Class PairwiseMetric (1.75.0)

PairwiseMetric(
    *,
    metric: str,
    metric_prompt_template: typing.Union[
        vertexai.evaluation.metrics.metric_prompt_template.PairwiseMetricPromptTemplate,
        str,
    ],
    baseline_model: typing.Optional[
        typing.Union[
            vertexai.generative_models.GenerativeModel, typing.Callable[[str], str]
        ]
    ] = None
)

A Model-based Pairwise Metric.

A model-based evaluation metric that compares two generative models' responses side-by-side, and allows users to A/B test their generative models to determine which model is performing better.

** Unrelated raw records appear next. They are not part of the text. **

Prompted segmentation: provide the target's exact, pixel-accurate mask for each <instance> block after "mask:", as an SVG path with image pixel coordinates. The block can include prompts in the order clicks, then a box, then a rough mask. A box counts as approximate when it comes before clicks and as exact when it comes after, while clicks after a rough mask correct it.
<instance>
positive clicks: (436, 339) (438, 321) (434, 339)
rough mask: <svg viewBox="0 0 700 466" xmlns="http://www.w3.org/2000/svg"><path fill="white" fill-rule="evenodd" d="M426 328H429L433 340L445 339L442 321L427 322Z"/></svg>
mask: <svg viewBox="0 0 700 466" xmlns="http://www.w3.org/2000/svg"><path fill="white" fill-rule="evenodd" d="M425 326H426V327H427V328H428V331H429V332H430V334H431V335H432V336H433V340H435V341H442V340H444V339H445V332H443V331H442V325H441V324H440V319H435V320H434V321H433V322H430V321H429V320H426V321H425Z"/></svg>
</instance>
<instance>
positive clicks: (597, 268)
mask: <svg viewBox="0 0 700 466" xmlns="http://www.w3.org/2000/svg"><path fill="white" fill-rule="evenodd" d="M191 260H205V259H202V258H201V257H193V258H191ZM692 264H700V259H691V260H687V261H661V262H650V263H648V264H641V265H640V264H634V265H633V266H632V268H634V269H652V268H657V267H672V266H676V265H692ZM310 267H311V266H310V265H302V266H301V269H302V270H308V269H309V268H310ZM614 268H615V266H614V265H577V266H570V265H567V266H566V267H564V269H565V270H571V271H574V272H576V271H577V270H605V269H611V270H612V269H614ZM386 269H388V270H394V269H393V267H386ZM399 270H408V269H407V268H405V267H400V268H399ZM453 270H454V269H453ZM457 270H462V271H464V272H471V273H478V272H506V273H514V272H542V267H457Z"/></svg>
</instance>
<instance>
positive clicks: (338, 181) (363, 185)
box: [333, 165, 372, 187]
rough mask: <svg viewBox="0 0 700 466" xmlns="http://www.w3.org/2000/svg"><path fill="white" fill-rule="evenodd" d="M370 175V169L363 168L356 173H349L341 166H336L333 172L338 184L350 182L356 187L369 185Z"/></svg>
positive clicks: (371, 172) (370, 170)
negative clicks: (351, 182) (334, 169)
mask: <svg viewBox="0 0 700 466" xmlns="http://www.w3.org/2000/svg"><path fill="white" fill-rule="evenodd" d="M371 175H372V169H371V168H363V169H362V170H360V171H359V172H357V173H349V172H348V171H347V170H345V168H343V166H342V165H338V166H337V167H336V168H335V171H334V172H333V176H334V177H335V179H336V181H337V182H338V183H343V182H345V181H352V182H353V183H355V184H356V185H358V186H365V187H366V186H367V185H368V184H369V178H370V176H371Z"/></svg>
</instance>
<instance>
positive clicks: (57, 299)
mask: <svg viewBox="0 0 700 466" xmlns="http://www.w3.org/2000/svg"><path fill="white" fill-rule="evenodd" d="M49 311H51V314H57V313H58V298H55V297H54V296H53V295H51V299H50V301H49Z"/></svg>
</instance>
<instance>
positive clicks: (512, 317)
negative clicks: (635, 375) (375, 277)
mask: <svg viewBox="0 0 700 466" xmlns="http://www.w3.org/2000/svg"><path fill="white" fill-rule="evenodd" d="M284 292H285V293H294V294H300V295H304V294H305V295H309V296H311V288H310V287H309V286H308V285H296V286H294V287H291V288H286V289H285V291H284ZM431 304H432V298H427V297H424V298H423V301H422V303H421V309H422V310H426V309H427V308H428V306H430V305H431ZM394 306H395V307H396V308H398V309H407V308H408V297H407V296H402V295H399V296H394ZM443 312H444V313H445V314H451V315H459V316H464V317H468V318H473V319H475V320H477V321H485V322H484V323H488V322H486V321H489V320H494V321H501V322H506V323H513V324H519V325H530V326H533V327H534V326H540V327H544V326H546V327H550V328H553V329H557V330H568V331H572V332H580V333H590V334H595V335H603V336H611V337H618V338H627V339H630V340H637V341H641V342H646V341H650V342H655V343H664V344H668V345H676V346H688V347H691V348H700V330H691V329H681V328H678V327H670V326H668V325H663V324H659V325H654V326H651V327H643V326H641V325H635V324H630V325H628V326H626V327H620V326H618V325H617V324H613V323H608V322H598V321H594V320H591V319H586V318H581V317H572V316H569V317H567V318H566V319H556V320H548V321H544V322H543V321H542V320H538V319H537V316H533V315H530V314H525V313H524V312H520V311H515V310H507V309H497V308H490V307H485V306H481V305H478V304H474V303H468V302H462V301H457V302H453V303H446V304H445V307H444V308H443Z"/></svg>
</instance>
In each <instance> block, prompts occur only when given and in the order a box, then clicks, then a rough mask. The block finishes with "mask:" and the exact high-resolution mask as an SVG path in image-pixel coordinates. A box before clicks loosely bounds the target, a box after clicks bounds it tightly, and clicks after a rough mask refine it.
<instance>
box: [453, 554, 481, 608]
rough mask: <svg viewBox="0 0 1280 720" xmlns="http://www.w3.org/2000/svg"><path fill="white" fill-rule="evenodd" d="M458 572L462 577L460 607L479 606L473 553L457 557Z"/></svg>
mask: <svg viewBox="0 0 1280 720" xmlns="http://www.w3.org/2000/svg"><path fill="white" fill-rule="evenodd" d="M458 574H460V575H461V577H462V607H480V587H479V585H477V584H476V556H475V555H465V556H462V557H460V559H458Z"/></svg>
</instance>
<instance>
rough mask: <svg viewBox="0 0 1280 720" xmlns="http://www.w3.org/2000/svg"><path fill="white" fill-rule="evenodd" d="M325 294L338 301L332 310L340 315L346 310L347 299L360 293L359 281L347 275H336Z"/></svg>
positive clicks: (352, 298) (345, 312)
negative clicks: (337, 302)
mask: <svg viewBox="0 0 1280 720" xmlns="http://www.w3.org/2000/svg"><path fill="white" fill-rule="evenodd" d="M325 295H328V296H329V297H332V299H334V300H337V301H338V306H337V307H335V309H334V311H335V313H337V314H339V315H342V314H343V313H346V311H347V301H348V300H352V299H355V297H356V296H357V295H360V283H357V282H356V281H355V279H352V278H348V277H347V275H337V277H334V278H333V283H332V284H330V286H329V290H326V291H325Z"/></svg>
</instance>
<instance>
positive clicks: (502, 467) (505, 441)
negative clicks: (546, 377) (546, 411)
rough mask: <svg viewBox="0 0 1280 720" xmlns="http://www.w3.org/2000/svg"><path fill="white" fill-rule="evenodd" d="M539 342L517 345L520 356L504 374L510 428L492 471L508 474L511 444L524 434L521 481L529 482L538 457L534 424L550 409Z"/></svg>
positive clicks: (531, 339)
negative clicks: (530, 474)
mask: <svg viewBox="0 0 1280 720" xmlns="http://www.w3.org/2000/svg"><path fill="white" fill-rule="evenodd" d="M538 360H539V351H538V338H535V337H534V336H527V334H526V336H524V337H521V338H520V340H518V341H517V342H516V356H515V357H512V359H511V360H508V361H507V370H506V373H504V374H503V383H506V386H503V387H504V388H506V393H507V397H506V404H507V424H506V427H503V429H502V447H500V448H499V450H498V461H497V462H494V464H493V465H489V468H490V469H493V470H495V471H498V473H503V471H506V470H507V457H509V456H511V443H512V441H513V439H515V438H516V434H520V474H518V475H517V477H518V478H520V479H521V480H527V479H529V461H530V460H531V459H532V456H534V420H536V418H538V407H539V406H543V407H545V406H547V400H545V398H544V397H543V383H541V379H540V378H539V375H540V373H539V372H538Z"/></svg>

For more details on when to use pairwise metrics, see Evaluation methods and metrics.

Result Details:

* In `EvalResult.summary_metrics`, win rates for both the baseline and
candidate model are computed. The win rate is computed as proportion of
wins of one model's responses to total attempts as a decimal value
between 0 and 1.

* In `EvalResult.metrics_table`, a pairwise metric produces two
evaluation results per dataset row:
    * `pairwise_choice`: The choice shows whether the candidate model or
      the baseline model performs better, or if they are equally good.
    * `explanation`: The rationale behind each verdict using
      chain-of-thought reasoning. The explanation helps users scrutinize
      the judgment and builds appropriate trust in the decisions.

See [documentation
page](https://cloud.google.com/vertex-ai/generative-ai/docs/models/determine-eval#understand-results)
for more details on understanding the metric results.

Usage Examples:

```
baseline_model = GenerativeModel("gemini-1.0-pro")
candidate_model = GenerativeModel("gemini-1.5-pro")

pairwise_groundedness = PairwiseMetric(
    metric_prompt_template=MetricPromptTemplateExamples.get_prompt_template(
        "pairwise_groundedness"
    ),
    baseline_model=baseline_model,
)
eval_dataset = pd.DataFrame({
      "prompt"  : [...],
})
pairwise_task = EvalTask(
    dataset=eval_dataset,
    metrics=[pairwise_groundedness],
    experiment="my-pairwise-experiment",
)
pairwise_result = pairwise_task.evaluate(
    model=candidate_model,
    experiment_run_name="gemini-pairwise-eval-run",
)
```

Methods

PairwiseMetric

PairwiseMetric(
    *,
    metric: str,
    metric_prompt_template: typing.Union[
        vertexai.evaluation.metrics.metric_prompt_template.PairwiseMetricPromptTemplate,
        str,
    ],
    baseline_model: typing.Optional[
        typing.Union[
            vertexai.generative_models.GenerativeModel, typing.Callable[[str], str]
        ]
    ] = None
)

Initializes a pairwise evaluation metric.